Não tomem estes últimos ensaios de 2019 como uma ponte entre feitiçaria e psicologia, até porque eu detesto essa associação, não estamos falando em arquétipos tampouco em indivíduos generalizados; estamos falando sobre aqueles que querem peregrinar no Caminho Torto, que anseiam viver a vida deliciosamente e serem comtemplados pela chamada Bruxaria (nem moderna, nem tradicional, mas bruxaria como ela sempre foi) e que no meu caso optei por chamar de Feitiçaria (tenho meus motivos linguísticos e bla, bla bla, outro dia conversamos sobre isso). Deixem a psicologia para os psicólogos e a religião para os sacerdotes; vamos viver o mistério que habita a imensidão de um céu noturno e que não necessita de explicações verbais.


Rui Barbosa ilustrou nossa conversa hoje. Ele foi jurista, advogado, político, diplomata, escritor, filólogo, jornalista, tradutor, orador e outras coisas. Um dos intelectuais mais brilhantes do seu tempo e um polímata brasileiro; e essa palavra, polímata, que significa “aquele que aprendeu muito” me leva a uma associação direta com o ícone da bruxa, como aquela que também aprendeu muito ou que sabe de muitas coisas.

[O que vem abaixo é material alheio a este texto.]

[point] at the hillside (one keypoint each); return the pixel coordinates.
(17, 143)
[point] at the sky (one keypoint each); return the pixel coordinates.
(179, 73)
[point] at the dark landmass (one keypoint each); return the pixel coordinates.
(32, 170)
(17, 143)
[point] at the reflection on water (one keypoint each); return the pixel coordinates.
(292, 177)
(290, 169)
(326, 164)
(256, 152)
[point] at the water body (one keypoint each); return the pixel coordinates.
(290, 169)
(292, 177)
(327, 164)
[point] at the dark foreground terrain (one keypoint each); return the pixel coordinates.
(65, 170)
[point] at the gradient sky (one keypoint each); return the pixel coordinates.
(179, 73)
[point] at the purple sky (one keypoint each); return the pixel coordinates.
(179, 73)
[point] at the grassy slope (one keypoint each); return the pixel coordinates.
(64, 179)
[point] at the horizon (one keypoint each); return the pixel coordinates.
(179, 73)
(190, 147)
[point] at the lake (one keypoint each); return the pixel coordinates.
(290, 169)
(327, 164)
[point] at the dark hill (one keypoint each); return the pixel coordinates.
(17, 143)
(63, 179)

Enfim, está ótimo de filosofias por hoje, semana que vem tem mais.


E um último manifesto, dessa vez de autoria minha:


“Vamos curar as feridas uns dos outros, vamos amaldiçoar as plantações dos adversários, vamos gargalhar frente à política dos homens, vamos verbalizar sem vergonhas, vamos viver sem camisas de forças e moldes de bolo, vamos amar “dolorosamente” até que se transforme em “prazerosamente”. Vamos ser aquilo que somos e deixar o mundo lidar com os problemas que são do mundo.”